Data poisoning is an attack on the training phase of machine learning rather than on a finished model. Because a model learns whatever patterns are present in its training data, an attacker who can influence that data can influence what the model learns. This stands in contrast to evasion attacks like adversarial examples, which manipulate inputs at prediction time without touching the training set.

Poisoning attacks come in two broad flavors. Availability or integrity attacks aim to degrade overall accuracy by injecting mislabeled or corrupted examples, making the model unreliable. Backdoor or targeted attacks are subtler: they leave normal accuracy intact but teach the model a hidden rule that misfires only on inputs carrying a specific trigger, the pattern demonstrated by the BadNets and Trojaning papers. The threat has grown more practical as models are trained on data scraped from the open web, which an attacker can seed.

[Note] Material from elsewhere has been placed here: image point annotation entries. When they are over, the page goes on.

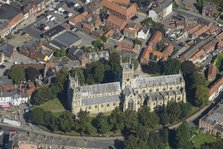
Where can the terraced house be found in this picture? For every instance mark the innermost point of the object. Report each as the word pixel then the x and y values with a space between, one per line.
pixel 130 93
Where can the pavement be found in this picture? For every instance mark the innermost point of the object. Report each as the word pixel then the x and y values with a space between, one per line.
pixel 194 119
pixel 39 136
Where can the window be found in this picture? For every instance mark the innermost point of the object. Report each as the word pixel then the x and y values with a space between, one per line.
pixel 130 105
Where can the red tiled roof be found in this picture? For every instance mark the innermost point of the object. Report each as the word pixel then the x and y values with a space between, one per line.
pixel 157 37
pixel 116 21
pixel 121 10
pixel 216 86
pixel 146 54
pixel 220 44
pixel 201 30
pixel 78 18
pixel 212 71
pixel 168 50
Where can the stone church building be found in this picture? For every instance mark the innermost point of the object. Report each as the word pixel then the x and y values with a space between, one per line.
pixel 130 93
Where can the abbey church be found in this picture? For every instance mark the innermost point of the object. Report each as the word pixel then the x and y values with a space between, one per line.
pixel 133 91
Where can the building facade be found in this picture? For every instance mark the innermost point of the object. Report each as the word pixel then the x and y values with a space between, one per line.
pixel 130 93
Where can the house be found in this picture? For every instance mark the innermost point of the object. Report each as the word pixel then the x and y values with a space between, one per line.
pixel 121 10
pixel 6 84
pixel 128 47
pixel 203 51
pixel 6 52
pixel 160 9
pixel 209 9
pixel 212 72
pixel 215 89
pixel 96 56
pixel 168 50
pixel 156 38
pixel 65 40
pixel 36 50
pixel 12 98
pixel 78 18
pixel 10 17
pixel 78 54
pixel 212 123
pixel 131 30
pixel 115 23
pixel 143 33
pixel 144 59
pixel 34 7
pixel 88 27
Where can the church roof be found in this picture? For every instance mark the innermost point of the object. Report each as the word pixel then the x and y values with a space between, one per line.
pixel 100 89
pixel 140 82
pixel 100 100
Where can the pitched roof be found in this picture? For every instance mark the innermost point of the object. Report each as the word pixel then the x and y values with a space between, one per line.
pixel 201 30
pixel 212 71
pixel 216 86
pixel 157 36
pixel 119 9
pixel 116 21
pixel 168 50
pixel 78 18
pixel 146 54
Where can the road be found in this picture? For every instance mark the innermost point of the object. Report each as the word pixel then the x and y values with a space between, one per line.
pixel 204 111
pixel 181 11
pixel 39 136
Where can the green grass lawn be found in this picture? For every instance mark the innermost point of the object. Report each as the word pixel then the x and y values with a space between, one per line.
pixel 200 139
pixel 54 106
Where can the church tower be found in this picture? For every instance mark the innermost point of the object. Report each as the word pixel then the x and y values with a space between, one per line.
pixel 127 74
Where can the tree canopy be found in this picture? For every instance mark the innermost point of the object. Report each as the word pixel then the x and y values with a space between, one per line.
pixel 17 73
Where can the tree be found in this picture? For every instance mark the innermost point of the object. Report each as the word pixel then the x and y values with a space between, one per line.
pixel 31 73
pixel 188 67
pixel 164 118
pixel 60 52
pixel 66 121
pixel 171 66
pixel 101 123
pixel 131 142
pixel 41 95
pixel 114 62
pixel 116 120
pixel 17 73
pixel 147 118
pixel 151 68
pixel 200 4
pixel 80 75
pixel 50 121
pixel 98 72
pixel 137 42
pixel 130 120
pixel 37 116
pixel 174 111
pixel 183 136
pixel 201 95
pixel 160 45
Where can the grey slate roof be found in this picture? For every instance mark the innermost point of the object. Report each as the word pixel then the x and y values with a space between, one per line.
pixel 100 89
pixel 157 81
pixel 8 12
pixel 7 49
pixel 66 39
pixel 4 80
pixel 100 100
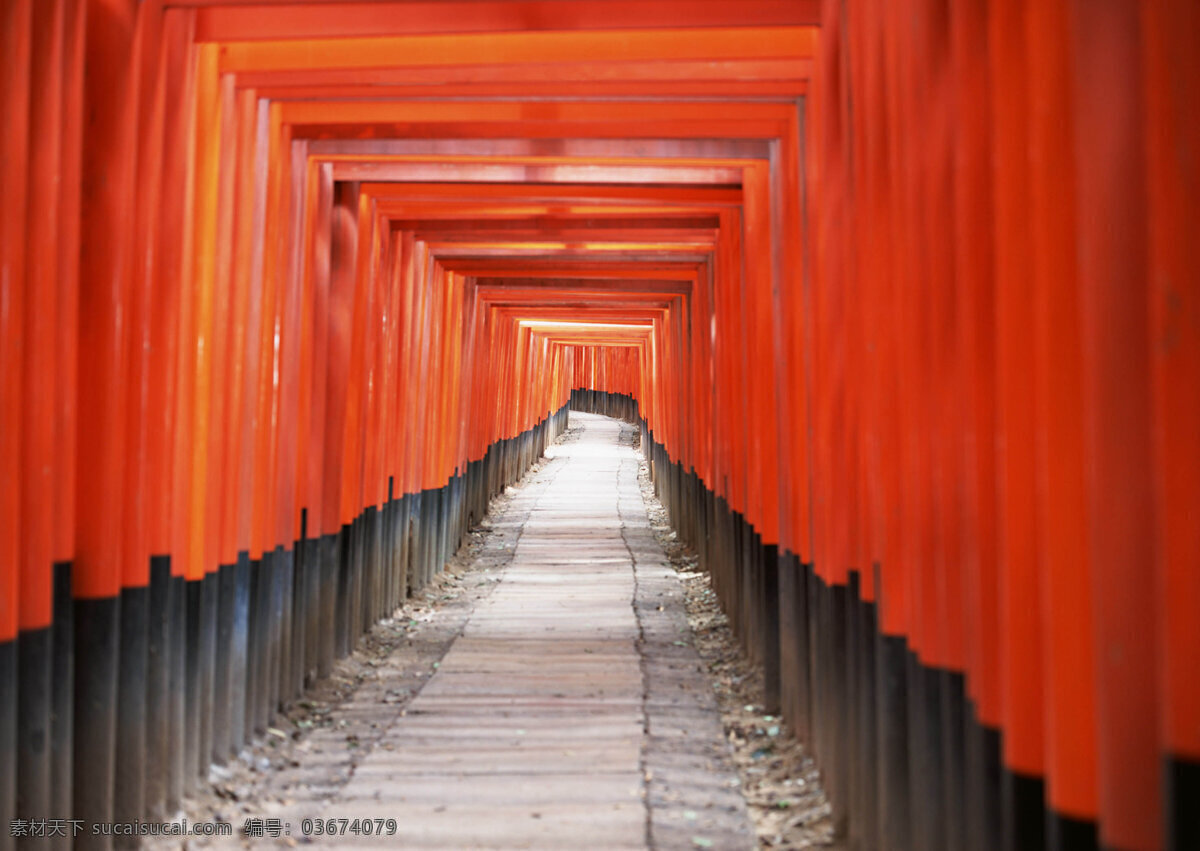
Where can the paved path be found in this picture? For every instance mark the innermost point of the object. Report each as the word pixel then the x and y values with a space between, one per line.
pixel 571 711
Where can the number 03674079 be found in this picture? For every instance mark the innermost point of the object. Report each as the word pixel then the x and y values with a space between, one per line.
pixel 340 827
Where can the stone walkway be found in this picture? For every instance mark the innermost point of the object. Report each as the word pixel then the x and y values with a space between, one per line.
pixel 571 711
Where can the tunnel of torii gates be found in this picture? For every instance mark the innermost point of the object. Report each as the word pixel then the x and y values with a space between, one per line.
pixel 903 293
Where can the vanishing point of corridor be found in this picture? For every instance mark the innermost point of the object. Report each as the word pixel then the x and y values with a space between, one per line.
pixel 570 711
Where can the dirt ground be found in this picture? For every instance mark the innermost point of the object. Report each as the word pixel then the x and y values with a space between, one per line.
pixel 309 753
pixel 780 783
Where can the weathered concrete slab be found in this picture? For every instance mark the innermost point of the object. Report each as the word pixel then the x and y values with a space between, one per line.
pixel 571 709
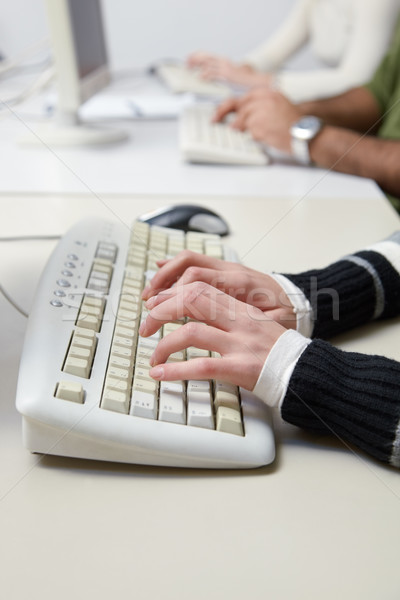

The paper “Poisoning Web-Scale Training Datasets is Practical” by Carlini and colleagues (arXiv:2302.10149, 2023) showed concretely how a low-budget adversary could place malicious content into the data behind large public datasets.

Data poisoning is recognized as a top-tier risk for modern AI. The OWASP Top 10 for LLM Applications lists “Data and Model Poisoning” explicitly, reflecting how dependent today’s systems are on large, loosely controlled training corpora.

For a business reader, the key insight is that a model’s integrity depends on the integrity of its training data. If you cannot vouch for where your data came from, you cannot fully vouch for what your model has learned, which makes data provenance and curation a security concern, not just a quality one.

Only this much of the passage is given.